Beatrycze Nowicka Opowiadania

Przystań wiatrów (recenzja, E)

Na skrzydłach innego wiatru

Lisa Tuttle, George R.R. Martin, wyd. Zysk i S-ka

Beatrycze Nowicka: 8/10

Na fali wznowień utworów George’a R.R. Martina niedawno ukazała się także napisana przed ponad trzydziestu laty wraz z Lisą Tuttle „Przystań wiatrów”. I dobrze się stało, bo to świetna książka, pozwalająca poznać zupełnie inne oblicze autora „Pieśni lodu i ognia”.

Pierwszą myślą, jaka przemknęła mi przez głowę na widok „Przystani wiatrów” było stwierdzenie, że wydawca odcina kupony od popularności, jaką Martin zdobył „Pieśnią lodu i ognia”, wznawiając kolejny z jego wcześniejszych utworów [1]. Potem jednak przeczytałam bardzo pochlebną recenzję – padły w niej słowa, które mnie zaintrygowały: „dziś takich książek już się nie pisze”. Kilka dni później „Przystań wiatrów” znalazła się w moich rękach i mogłam się przekonać o prawdziwości cytowanych powyżej słów.

Wspólne dzieło Tuttle i Martina cechuje to, co tak urzekło mnie w twórczości Le Guin – szlachetna prostota, kryjąca uniwersalny przekaz, oszczędność środków i bogactwo emocji. Fabuła nie jest skomplikowana i nie gna na łeb na szyję, a świat nie oszałamia feerią pomysłów, jednak „Przystań wiatrów” niesie w sobie prawdę o człowieku, jego marzeniach i lękach, konsekwencjach życiowych wyborów oraz cenie pasji. Autorzy nie sięgają tak głęboko w mit, jak twórczyni Ziemomorza, niemniej niewiele motywów jest bardziej sugestywnych niż sen o lataniu.

Nazwisko Le Guin przywołałam nieprzypadkowo. Skojarzenia budzi już sam świat przedstawiony – tytułowa Przystań Wiatrów jest planetą pokrytą ogromnym oceanem, na którym leży kilka oddalonych od siebie archipelagów [2]. Mieszkańcy, chociaż są potomkami przybyszów z gwiazd, z powodu braku surowców (zwłaszcza żelazo jest bardzo pożądanym i drogim dobrem) nie dysponują zaawansowaną technologią. Autorzy za pomocą krótkich, lecz sugestywnych opisów kreślą obraz świata, który jest surowy i niebezpieczny, ale także piękny – rozrzucone po bezkresnym morzu wysepki, wichry i sztormy, zapach soli, krzyki mew, sterczące ponad falami skały, otwarte przestrzenie.

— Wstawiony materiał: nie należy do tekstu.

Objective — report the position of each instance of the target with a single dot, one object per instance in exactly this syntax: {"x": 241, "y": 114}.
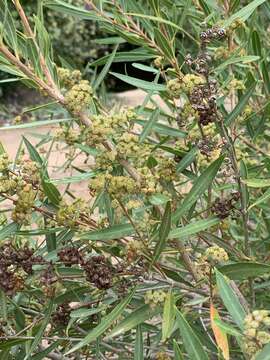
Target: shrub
{"x": 168, "y": 256}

Podobieństwa nie ograniczają się jednak tylko do miejsca – ważniejsza jest sama konstrukcja. „Przystań wiatrów” składa się z trzech (początkowo opublikowanych oddzielnie) mikropowieści, połączonych postaciami oraz opatrzonych prologiem i epilogiem. Całość pozwala prześledzić życie głównej bohaterki, nie polega to przy tym na ciągłym opisie wydarzeń. Podobnie, jak ma to miejsce w kolejnych tomach „Ziemiomorza”, poszczególne części „Przystani wiatrów” przedstawiają wybrane momenty w życiu Maris – urywki jej dzieciństwa, dojrzewanie, wiek dorosły, wreszcie starość. Z części na część akcja skacze o całe lata, zmieniają się bohaterowie i perspektywa. Ktoś, kto w jednej mikropowieści był młodą dziewczyną, w następnej pojawia się jako matka dorosłych dzieci, bliscy umierają, przyjaciele odchodzą, wielkie miłości stają się nostalgicznymi wspomnieniami. „Przystań wiatrów” jest powieścią o zmianach i przemijaniu, a powściągliwość opisu wcale nie odbiera mocy wydźwiękowi wydarzeń.

W prologu Maris jest dzieckiem, które marzy o lataniu. Na Przystani Wiatrów najważniejsze wiadomości są bowiem przekazywane drogą powietrzną, poprzez posłańców, należących do elitarnej kasty lotników. Dysponują oni skrzydłami, dawno temu wykonanymi z metalu pozyskanego z rozbitego kosmicznego statku. Skrzydeł jest jednak mało – a z każdym kolejnym rokiem ich ubywa, stąd przekazywane są one z pokolenia na pokolenie, zaś spadkobiercą zostaje pierworodne dziecko. Będąca córką rybaka Maris wydaje się nie mieć szans na spełnienie swoich pragnień, los się jednak do niej uśmiecha.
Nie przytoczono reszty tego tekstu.